A Pistachio Tycoon Picks a Fight With the U.S. Navy

Wonderful Co.’s demand for nuts is straining the water supply in a remote California community of farmers and military types.

John Conaway has lived in and around the town of Ridgecrest since before it was much of a town. In 1967, when he moved his young family to the remote Southern California community, Ridgecrest had been incorporated for only a few years. “It was all dirt roads,” he says. “No stop signs, no nothing.” Mostly, the town was there to support the Naval Air Weapons Station China Lake, an arms-testing base built nearby during World War II. The military contractor Grumman, which employed Conaway as an engineer, had given him a bonus to relocate from New York. Like many of his colleagues and their families, he and his lived on base.

A handful of years later, the Navy decided China Lake contractors would have to find their own housing.
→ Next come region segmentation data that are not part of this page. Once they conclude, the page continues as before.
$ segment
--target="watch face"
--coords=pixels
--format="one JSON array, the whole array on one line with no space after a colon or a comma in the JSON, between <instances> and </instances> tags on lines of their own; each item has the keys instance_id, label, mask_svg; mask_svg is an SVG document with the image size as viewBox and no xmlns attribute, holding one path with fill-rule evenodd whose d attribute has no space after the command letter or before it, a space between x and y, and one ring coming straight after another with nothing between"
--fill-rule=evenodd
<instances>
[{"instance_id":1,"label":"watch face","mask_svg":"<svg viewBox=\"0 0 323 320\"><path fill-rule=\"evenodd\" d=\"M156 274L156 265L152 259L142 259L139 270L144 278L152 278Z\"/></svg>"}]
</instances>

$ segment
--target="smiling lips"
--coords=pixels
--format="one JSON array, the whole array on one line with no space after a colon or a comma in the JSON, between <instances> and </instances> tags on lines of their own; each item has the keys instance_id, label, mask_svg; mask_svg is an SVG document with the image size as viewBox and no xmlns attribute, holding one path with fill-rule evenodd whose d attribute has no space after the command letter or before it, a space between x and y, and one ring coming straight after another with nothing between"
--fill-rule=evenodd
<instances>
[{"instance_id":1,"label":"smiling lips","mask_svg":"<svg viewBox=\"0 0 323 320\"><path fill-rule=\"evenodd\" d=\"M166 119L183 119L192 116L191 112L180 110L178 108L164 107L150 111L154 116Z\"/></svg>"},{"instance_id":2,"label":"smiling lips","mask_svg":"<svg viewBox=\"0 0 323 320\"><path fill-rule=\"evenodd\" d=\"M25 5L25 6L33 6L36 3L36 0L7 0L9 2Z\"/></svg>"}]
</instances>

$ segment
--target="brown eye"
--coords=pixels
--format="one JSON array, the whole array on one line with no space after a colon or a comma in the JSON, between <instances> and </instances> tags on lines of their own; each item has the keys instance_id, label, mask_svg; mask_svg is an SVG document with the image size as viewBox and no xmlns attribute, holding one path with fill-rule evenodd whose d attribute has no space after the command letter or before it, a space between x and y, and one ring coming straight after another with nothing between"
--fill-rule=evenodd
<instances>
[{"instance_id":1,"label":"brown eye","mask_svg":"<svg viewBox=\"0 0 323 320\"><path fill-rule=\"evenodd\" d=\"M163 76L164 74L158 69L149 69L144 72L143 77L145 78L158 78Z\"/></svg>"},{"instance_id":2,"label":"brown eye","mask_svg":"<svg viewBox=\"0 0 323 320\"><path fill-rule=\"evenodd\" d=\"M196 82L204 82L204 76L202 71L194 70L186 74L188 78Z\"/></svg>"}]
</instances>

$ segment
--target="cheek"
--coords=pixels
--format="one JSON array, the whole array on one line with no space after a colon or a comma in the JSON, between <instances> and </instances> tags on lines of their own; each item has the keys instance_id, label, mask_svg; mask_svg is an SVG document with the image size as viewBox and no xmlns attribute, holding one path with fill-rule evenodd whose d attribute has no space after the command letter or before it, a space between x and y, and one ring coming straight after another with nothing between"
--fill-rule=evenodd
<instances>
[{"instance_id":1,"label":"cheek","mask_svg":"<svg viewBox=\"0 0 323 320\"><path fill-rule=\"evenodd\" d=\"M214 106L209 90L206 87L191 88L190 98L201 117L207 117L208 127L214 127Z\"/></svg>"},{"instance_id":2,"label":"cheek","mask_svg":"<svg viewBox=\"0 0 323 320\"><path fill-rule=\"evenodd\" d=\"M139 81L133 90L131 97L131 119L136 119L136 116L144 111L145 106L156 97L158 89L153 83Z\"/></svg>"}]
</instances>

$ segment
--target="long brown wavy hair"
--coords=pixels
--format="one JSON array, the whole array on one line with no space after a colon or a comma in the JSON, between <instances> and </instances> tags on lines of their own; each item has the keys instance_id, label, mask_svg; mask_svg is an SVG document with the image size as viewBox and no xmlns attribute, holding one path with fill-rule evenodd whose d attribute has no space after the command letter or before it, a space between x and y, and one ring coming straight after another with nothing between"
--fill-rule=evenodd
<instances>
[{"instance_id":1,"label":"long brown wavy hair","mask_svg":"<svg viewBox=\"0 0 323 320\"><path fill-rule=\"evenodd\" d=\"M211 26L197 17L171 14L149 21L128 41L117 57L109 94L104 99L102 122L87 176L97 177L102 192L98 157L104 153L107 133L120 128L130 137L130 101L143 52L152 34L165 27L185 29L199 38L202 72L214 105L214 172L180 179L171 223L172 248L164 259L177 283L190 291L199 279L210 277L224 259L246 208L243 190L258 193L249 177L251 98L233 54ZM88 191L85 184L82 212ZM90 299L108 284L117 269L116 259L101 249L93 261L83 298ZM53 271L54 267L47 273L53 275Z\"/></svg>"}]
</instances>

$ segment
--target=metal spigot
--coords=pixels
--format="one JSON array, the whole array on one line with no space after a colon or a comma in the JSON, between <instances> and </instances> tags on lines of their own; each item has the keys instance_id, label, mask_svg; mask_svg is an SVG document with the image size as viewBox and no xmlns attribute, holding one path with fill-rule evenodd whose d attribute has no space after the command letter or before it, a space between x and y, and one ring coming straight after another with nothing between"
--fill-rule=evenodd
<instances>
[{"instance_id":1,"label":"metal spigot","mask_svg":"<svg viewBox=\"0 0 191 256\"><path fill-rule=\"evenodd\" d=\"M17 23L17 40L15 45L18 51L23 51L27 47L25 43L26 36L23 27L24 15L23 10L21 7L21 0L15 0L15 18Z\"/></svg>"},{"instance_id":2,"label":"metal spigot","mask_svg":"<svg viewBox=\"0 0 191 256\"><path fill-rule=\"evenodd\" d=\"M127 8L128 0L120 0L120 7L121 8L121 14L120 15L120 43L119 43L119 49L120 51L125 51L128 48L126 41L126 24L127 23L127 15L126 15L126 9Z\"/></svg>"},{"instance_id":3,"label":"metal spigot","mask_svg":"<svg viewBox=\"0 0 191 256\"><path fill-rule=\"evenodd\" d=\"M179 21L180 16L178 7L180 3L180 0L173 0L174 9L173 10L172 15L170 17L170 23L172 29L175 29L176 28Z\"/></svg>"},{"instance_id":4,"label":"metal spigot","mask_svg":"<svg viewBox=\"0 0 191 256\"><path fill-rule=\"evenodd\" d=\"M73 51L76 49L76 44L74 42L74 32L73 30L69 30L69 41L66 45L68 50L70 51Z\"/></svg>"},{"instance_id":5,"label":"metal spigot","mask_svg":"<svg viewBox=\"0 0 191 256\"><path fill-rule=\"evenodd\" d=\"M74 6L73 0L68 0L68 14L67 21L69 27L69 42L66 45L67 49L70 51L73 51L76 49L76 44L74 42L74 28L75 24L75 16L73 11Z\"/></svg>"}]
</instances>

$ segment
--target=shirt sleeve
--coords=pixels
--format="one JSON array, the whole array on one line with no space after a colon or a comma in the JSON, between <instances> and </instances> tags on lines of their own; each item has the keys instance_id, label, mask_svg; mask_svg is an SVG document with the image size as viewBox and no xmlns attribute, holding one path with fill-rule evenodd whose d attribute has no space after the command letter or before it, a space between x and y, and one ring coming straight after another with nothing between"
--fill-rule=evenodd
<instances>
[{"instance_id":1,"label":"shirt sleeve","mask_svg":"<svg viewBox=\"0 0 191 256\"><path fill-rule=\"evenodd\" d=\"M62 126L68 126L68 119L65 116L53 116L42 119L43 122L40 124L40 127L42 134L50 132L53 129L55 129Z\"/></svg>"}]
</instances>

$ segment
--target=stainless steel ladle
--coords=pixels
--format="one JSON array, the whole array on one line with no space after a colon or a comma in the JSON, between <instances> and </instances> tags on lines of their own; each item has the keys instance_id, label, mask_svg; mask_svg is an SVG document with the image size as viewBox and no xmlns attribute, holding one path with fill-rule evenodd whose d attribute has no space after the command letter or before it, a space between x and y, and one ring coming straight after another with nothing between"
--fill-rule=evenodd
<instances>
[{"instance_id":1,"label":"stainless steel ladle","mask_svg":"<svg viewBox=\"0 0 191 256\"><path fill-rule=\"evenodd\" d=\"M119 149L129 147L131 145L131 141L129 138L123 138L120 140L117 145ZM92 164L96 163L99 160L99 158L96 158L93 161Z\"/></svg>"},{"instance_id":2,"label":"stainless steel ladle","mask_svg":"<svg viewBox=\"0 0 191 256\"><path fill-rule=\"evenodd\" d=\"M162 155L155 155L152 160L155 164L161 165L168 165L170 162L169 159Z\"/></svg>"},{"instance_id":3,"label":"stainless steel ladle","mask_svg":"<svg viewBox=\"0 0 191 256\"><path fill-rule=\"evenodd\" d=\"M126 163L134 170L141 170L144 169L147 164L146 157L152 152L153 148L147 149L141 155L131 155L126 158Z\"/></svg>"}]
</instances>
The Conaways bought 4 acres and built a house in the adjacent town of Inyokern, which like Ridgecrest is nestled in the Indian Wells Valley, a roughly 11,000-square-mile stretch of desert in the eastern Sierra Nevada about three hours north of Los Angeles. When Conaway learned there were tax incentives for farmers, he started planting. By the early 1980s he’d settled on pistachios as his crop of choice.